San Diego — Good grief… the virtual ink had not even dried from the previous post when I got a direct email attacking me for trying to “impose my morality” on the situation and the lady witness that started all of this. I confess, some of you guys are incredibly good at being able to try to take attention from the real issues and force the discussion to something else.
This time it was accomplished by high centering on my use of the term “promiscuous” to describe the activity for which the contraceptives were being sought. “How dare I use that term,” I was asked; and who was I to sit in judgment of her behavior? I should apologize, I was told. Well, I did no such thing and so I am not about to apologize. But for the kool-aid addled among you I will explain it a little further.
First of all the term “promiscuity” is a word defining an abundance of casual sexual activity usually but not necessarily outside the bounds of a committed relationship or marriage. It is not, to me at least, a value laden word, only a descriptive one and in that sense would appear to be accurate since the witness openly told the officials she needed contraception to the tune of about $1,000.00 over the span of law school. At about $10.00 per month through Planned Parenthood, that amount covers far more than the typically three years of Law School even at one of the most prestigious and expensive law schools in the country.
However I did just look the word up and one of the definitions includes the word “indiscriminate” in choice of partners. i know we now use the term discriminate at peril but I think it is a good word referring to making carefully analysis and choosing right from wrong. In the case at hand I did not mean that particular definition since I assume someone going to Georgetown would be very discriminating in chosing partners based on class and social standing appropriate to their own agendas and future plans. To the extent that I opened the door for those of you needing to choose the worst possible definition then I do apologize since I meant the term only in a quantitative senses not a qualitative sense.
But under any possible definition or even throwing the term out altogether, here is the bottom line: she is saying that someone other than herself needs to foot the bill so she can have protected sex and have a high statistical probability of not getting pregnant.
I have no moral issue here, no ethical dog in the fight. Quite to the contrary, I like sex and think it is a wonderful thing. I would rather have people engaged in consensual recreational sex than in fighting and killing each other. When I was in college I would surely have been considered “promiscuous” by the same criteria I use here. It simply means I had a fair amount of sex. Period. Moreover I am in favor of her not being pregnant since I do not think she exhibited the maturity a child deserves in a parent so I applaud her desire to use contraceptives. But that is not the issue either.
That sex to which she is referring is recreational. Good for her; I think people have a right to engage in it recreationally just as they have a right to go to a movie or see a play or go camping or just sit at home and rent something to show on the TV. What they do in the privacy of their own space, so long as they are not hurting someone else or forcing themselves on someone else, is their own private business and does not, in my belief system, even bump into issues of my own sense of morality or my business.

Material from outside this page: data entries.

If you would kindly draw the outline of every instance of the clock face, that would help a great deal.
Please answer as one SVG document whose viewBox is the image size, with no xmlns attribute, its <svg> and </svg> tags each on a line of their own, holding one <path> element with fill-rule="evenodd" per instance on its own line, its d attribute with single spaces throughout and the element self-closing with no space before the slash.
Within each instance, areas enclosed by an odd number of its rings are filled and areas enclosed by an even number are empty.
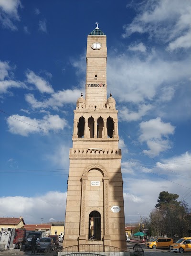
<svg viewBox="0 0 191 256">
<path fill-rule="evenodd" d="M 92 48 L 95 50 L 99 50 L 99 49 L 101 49 L 102 47 L 102 45 L 101 44 L 101 43 L 99 43 L 98 42 L 93 43 L 92 45 Z"/>
</svg>

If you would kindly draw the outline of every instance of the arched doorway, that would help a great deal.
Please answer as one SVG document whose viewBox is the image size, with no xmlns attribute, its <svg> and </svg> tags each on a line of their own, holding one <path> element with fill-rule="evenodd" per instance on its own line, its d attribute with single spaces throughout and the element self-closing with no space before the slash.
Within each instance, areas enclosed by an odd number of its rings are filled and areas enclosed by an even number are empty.
<svg viewBox="0 0 191 256">
<path fill-rule="evenodd" d="M 89 215 L 88 239 L 101 240 L 101 214 L 97 211 L 93 211 Z"/>
</svg>

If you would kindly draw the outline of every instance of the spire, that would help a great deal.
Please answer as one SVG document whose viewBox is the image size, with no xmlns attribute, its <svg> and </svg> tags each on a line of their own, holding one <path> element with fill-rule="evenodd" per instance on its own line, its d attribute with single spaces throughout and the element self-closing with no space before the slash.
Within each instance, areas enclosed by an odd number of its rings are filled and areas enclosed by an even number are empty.
<svg viewBox="0 0 191 256">
<path fill-rule="evenodd" d="M 106 35 L 101 30 L 98 28 L 98 22 L 96 22 L 96 28 L 94 29 L 93 31 L 90 33 L 88 35 Z"/>
</svg>

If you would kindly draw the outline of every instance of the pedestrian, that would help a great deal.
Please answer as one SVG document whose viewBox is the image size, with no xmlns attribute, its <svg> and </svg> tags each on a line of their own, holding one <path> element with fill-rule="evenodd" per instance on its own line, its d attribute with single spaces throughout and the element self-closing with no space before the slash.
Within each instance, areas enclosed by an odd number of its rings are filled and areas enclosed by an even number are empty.
<svg viewBox="0 0 191 256">
<path fill-rule="evenodd" d="M 32 252 L 31 253 L 31 254 L 32 254 L 33 253 L 35 254 L 35 247 L 36 247 L 37 240 L 37 238 L 36 237 L 36 235 L 34 234 L 32 238 L 32 240 L 31 240 L 31 247 L 32 249 Z"/>
</svg>

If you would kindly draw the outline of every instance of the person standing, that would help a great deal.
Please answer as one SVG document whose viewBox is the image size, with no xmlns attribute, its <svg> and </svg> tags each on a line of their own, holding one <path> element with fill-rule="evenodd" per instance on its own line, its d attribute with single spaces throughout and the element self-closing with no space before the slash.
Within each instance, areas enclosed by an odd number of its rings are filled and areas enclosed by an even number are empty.
<svg viewBox="0 0 191 256">
<path fill-rule="evenodd" d="M 35 247 L 36 247 L 37 240 L 37 238 L 36 237 L 36 235 L 34 234 L 32 238 L 32 240 L 31 240 L 31 247 L 32 249 L 32 252 L 31 253 L 31 254 L 32 254 L 33 253 L 35 254 Z"/>
</svg>

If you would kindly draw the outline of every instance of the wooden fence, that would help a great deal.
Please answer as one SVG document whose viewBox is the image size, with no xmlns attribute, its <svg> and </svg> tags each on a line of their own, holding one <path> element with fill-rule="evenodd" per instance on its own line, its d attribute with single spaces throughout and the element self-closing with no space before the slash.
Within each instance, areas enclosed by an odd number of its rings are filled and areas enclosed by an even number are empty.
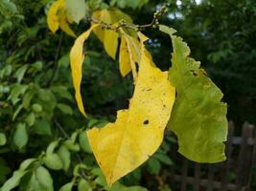
<svg viewBox="0 0 256 191">
<path fill-rule="evenodd" d="M 256 130 L 253 125 L 244 123 L 242 137 L 234 137 L 232 121 L 228 128 L 224 162 L 200 164 L 178 154 L 172 156 L 178 164 L 172 169 L 174 191 L 256 191 L 252 189 L 252 175 L 256 172 Z"/>
</svg>

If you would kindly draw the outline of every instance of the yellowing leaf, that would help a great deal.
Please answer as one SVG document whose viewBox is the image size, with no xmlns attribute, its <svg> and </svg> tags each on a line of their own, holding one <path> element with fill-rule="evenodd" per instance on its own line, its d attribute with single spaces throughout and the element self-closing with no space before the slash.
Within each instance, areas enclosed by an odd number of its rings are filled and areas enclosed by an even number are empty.
<svg viewBox="0 0 256 191">
<path fill-rule="evenodd" d="M 105 30 L 104 35 L 104 47 L 107 54 L 113 59 L 116 57 L 117 46 L 118 33 L 111 30 Z"/>
<path fill-rule="evenodd" d="M 92 14 L 93 19 L 104 22 L 105 24 L 115 24 L 124 19 L 128 23 L 132 23 L 130 17 L 117 9 L 108 9 L 95 11 Z M 105 50 L 109 56 L 115 59 L 118 47 L 118 33 L 113 30 L 97 28 L 93 30 L 97 37 L 104 43 Z"/>
<path fill-rule="evenodd" d="M 55 33 L 56 31 L 58 29 L 58 11 L 59 7 L 64 3 L 64 0 L 58 0 L 53 3 L 50 7 L 49 11 L 47 13 L 47 24 L 49 29 Z"/>
<path fill-rule="evenodd" d="M 82 99 L 81 96 L 81 82 L 82 77 L 82 70 L 81 65 L 84 59 L 84 55 L 82 53 L 82 48 L 84 41 L 89 37 L 93 29 L 99 27 L 99 25 L 93 25 L 89 30 L 84 32 L 81 34 L 75 41 L 71 51 L 70 51 L 70 64 L 71 64 L 71 71 L 72 71 L 72 78 L 73 78 L 73 85 L 76 92 L 76 100 L 78 103 L 78 107 L 81 113 L 83 116 L 86 116 Z"/>
<path fill-rule="evenodd" d="M 87 131 L 108 184 L 140 166 L 163 140 L 175 91 L 168 80 L 168 73 L 153 67 L 151 62 L 142 54 L 128 110 L 118 111 L 115 123 Z"/>
<path fill-rule="evenodd" d="M 73 19 L 67 14 L 65 0 L 58 0 L 54 2 L 47 14 L 49 29 L 55 33 L 58 27 L 60 27 L 60 29 L 68 35 L 76 37 L 76 34 L 70 29 L 68 22 L 72 23 Z"/>
<path fill-rule="evenodd" d="M 126 76 L 131 70 L 129 63 L 128 49 L 124 36 L 121 37 L 121 45 L 119 51 L 119 70 L 123 76 Z"/>
</svg>

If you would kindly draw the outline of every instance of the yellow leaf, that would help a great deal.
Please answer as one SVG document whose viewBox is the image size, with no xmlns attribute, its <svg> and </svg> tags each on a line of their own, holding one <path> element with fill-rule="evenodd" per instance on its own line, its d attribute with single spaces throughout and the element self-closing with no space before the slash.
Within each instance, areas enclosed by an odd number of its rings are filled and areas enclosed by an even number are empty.
<svg viewBox="0 0 256 191">
<path fill-rule="evenodd" d="M 72 78 L 73 78 L 73 86 L 76 92 L 76 100 L 78 103 L 78 107 L 81 113 L 86 117 L 83 103 L 81 96 L 81 82 L 82 77 L 82 62 L 84 59 L 84 55 L 82 53 L 82 48 L 84 41 L 89 37 L 93 29 L 99 27 L 99 25 L 93 25 L 89 30 L 81 34 L 75 41 L 71 51 L 70 51 L 70 64 L 72 71 Z"/>
<path fill-rule="evenodd" d="M 163 140 L 175 91 L 168 73 L 151 62 L 143 51 L 128 110 L 118 111 L 115 123 L 86 132 L 109 185 L 146 161 Z"/>
<path fill-rule="evenodd" d="M 111 30 L 105 30 L 104 35 L 104 47 L 107 54 L 115 59 L 118 46 L 118 33 Z"/>
<path fill-rule="evenodd" d="M 66 11 L 61 9 L 58 13 L 58 19 L 59 19 L 59 27 L 60 29 L 65 32 L 68 35 L 77 37 L 75 32 L 70 29 L 68 23 L 67 23 L 67 17 L 66 17 Z"/>
<path fill-rule="evenodd" d="M 49 29 L 55 33 L 56 31 L 58 29 L 58 11 L 59 7 L 64 4 L 64 0 L 58 0 L 53 3 L 50 7 L 49 11 L 47 13 L 47 24 Z"/>
<path fill-rule="evenodd" d="M 126 76 L 130 71 L 128 49 L 124 36 L 121 37 L 121 45 L 119 51 L 119 70 L 123 76 Z"/>
</svg>

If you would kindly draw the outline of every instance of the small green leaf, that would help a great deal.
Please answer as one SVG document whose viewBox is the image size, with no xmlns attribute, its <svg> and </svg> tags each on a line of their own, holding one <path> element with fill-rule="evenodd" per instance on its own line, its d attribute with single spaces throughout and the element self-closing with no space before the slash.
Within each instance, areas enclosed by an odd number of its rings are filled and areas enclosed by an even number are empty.
<svg viewBox="0 0 256 191">
<path fill-rule="evenodd" d="M 85 190 L 92 191 L 92 187 L 87 180 L 81 179 L 79 182 L 79 191 L 85 191 Z"/>
<path fill-rule="evenodd" d="M 46 168 L 39 166 L 35 171 L 35 177 L 38 180 L 39 184 L 44 188 L 45 191 L 54 190 L 53 179 Z"/>
<path fill-rule="evenodd" d="M 22 161 L 22 163 L 20 164 L 19 166 L 19 170 L 22 170 L 22 171 L 25 171 L 27 170 L 27 168 L 33 163 L 36 161 L 36 159 L 25 159 L 24 161 Z"/>
<path fill-rule="evenodd" d="M 58 151 L 58 155 L 59 156 L 59 158 L 62 160 L 63 169 L 65 171 L 67 171 L 69 168 L 69 165 L 70 165 L 70 152 L 69 152 L 69 150 L 64 145 L 61 145 Z"/>
<path fill-rule="evenodd" d="M 80 151 L 80 145 L 74 143 L 72 140 L 68 139 L 66 141 L 64 141 L 64 145 L 71 151 Z"/>
<path fill-rule="evenodd" d="M 167 156 L 167 155 L 164 155 L 164 154 L 161 154 L 161 153 L 155 153 L 153 155 L 153 158 L 157 159 L 159 161 L 167 164 L 167 165 L 172 165 L 174 162 L 172 161 L 172 159 Z"/>
<path fill-rule="evenodd" d="M 53 170 L 60 170 L 61 168 L 63 168 L 61 159 L 55 153 L 46 155 L 43 159 L 43 162 L 48 168 Z"/>
<path fill-rule="evenodd" d="M 35 114 L 33 112 L 30 113 L 27 116 L 25 121 L 27 122 L 28 126 L 30 126 L 30 127 L 33 126 L 35 124 Z"/>
<path fill-rule="evenodd" d="M 40 113 L 42 111 L 42 106 L 38 103 L 35 103 L 32 105 L 32 110 L 35 113 Z"/>
<path fill-rule="evenodd" d="M 24 74 L 28 69 L 29 65 L 23 65 L 22 67 L 20 67 L 14 74 L 14 77 L 17 78 L 17 82 L 21 82 L 21 80 L 24 77 Z"/>
<path fill-rule="evenodd" d="M 74 183 L 73 182 L 69 182 L 66 183 L 65 185 L 63 185 L 59 191 L 72 191 L 72 187 L 73 187 Z M 84 190 L 85 191 L 85 190 Z"/>
<path fill-rule="evenodd" d="M 3 146 L 6 144 L 6 135 L 3 133 L 0 133 L 0 146 Z"/>
<path fill-rule="evenodd" d="M 80 134 L 80 145 L 85 153 L 92 153 L 87 135 L 84 132 Z"/>
<path fill-rule="evenodd" d="M 28 142 L 28 133 L 25 123 L 18 123 L 13 136 L 13 141 L 15 145 L 21 149 Z"/>
<path fill-rule="evenodd" d="M 35 120 L 33 131 L 38 135 L 52 135 L 50 123 L 43 119 Z"/>
<path fill-rule="evenodd" d="M 1 191 L 10 191 L 19 184 L 21 178 L 27 173 L 27 171 L 14 171 L 12 177 L 11 177 L 4 185 L 0 188 Z"/>
<path fill-rule="evenodd" d="M 77 24 L 85 16 L 84 0 L 66 0 L 66 9 L 67 13 Z"/>
<path fill-rule="evenodd" d="M 151 158 L 148 161 L 149 171 L 151 174 L 157 175 L 161 170 L 161 164 L 158 159 Z"/>
<path fill-rule="evenodd" d="M 59 109 L 63 114 L 73 115 L 73 110 L 70 106 L 62 103 L 57 104 L 57 108 Z"/>
</svg>

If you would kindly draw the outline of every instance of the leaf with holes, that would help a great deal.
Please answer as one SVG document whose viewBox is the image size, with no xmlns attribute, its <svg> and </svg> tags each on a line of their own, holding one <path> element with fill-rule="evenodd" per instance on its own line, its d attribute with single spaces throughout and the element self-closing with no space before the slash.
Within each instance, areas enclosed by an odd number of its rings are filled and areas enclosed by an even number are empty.
<svg viewBox="0 0 256 191">
<path fill-rule="evenodd" d="M 115 123 L 87 131 L 93 154 L 108 184 L 146 161 L 163 140 L 175 91 L 168 73 L 151 62 L 143 53 L 129 108 L 118 111 Z"/>
<path fill-rule="evenodd" d="M 160 30 L 173 42 L 172 68 L 169 79 L 176 88 L 177 97 L 169 127 L 177 136 L 178 151 L 198 162 L 220 162 L 225 159 L 227 136 L 226 104 L 221 91 L 191 57 L 190 49 L 175 32 L 166 26 Z"/>
</svg>

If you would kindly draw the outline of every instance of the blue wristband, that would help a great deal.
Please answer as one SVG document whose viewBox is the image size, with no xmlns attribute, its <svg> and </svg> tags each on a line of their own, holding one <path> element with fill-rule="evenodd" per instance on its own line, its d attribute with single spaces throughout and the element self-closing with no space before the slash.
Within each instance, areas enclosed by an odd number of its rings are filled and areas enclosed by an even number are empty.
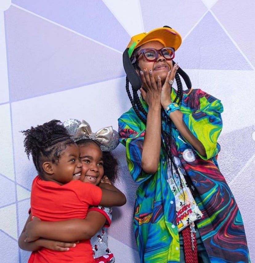
<svg viewBox="0 0 255 263">
<path fill-rule="evenodd" d="M 171 103 L 166 107 L 165 109 L 165 111 L 168 116 L 169 116 L 171 112 L 172 112 L 173 111 L 177 110 L 179 111 L 180 110 L 179 105 L 177 103 Z"/>
</svg>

However, what DOES bump into my business is when I am being asked to help pay for it. Most recreational activities have some obvious foreseeable economic impact, i.e. they cost the participants something to engage in them. Tickets for the movies, gas for the country drive, food at a restaurant. Sex is no different, especially at that age. To be safe or elude pregnancies mean buying some sort of product to address that. If the product fails, which is not all that uncommon, or if it was not used in the first place, then a foreseeable outcome is a pregnancy and that most certainly has an economic impact whether it is terminated or carried to term. An unexpected but easily foreseeable outcome these days is some STD (Sexually Transmitted Disease) that is clearly a potential uninvited guest to every such intimate get-together.
Because those obvious and predictable costs stem from a voluntary, recreational activity, I do not believe it falls to me, as a taxpayer, to pick up some or all of the tab. I think that cost is ALL on the participants. That someone CHOSE not to protect themselves or neglected to protect themselves from any of the possible outcomes does not raise in me, directly or indirectly, a requirement to foot the bill.
And as far as government is concerned, I do not think it is any of their business either; and I mean that totally. I do not think it within the power and authority of government to prohibit or forbid those activities. But neither do I think it within their Constitutional authority to facilitate it and ask us to pay for the outcome. However, that is not a moral objection, it is a philosophical and political objection, an economic objection to thinking it OK to ask me to pay for someone else’s choices and voluntary behaviors. I am opposed to that.
But that is a completely different issue from whether or not it is ever OK to hurl spiteful, hurtful, demeaning invectives at someone simply because you are in political disagreement and that was the ONLY issue addressed in the post on Hatred.
So c’mon, get over it! Either deal with the real issue and decide if you are OK with the use of hate speech so long as it is your side doing it, or not. And then openly say so and support your opinion as I have tried to support mine and then we’ll let readers judge for themselves. If you want to address and debate those other issues that is fine, I’ll be happy to do so. But they are separate ones for other posts and discussions.
So first, answer the question posed here and do it publicly for all to see as I have expressed my opinion publicly. Stand proudly for what you think is right and wrong or sit down and shut up when you become a target.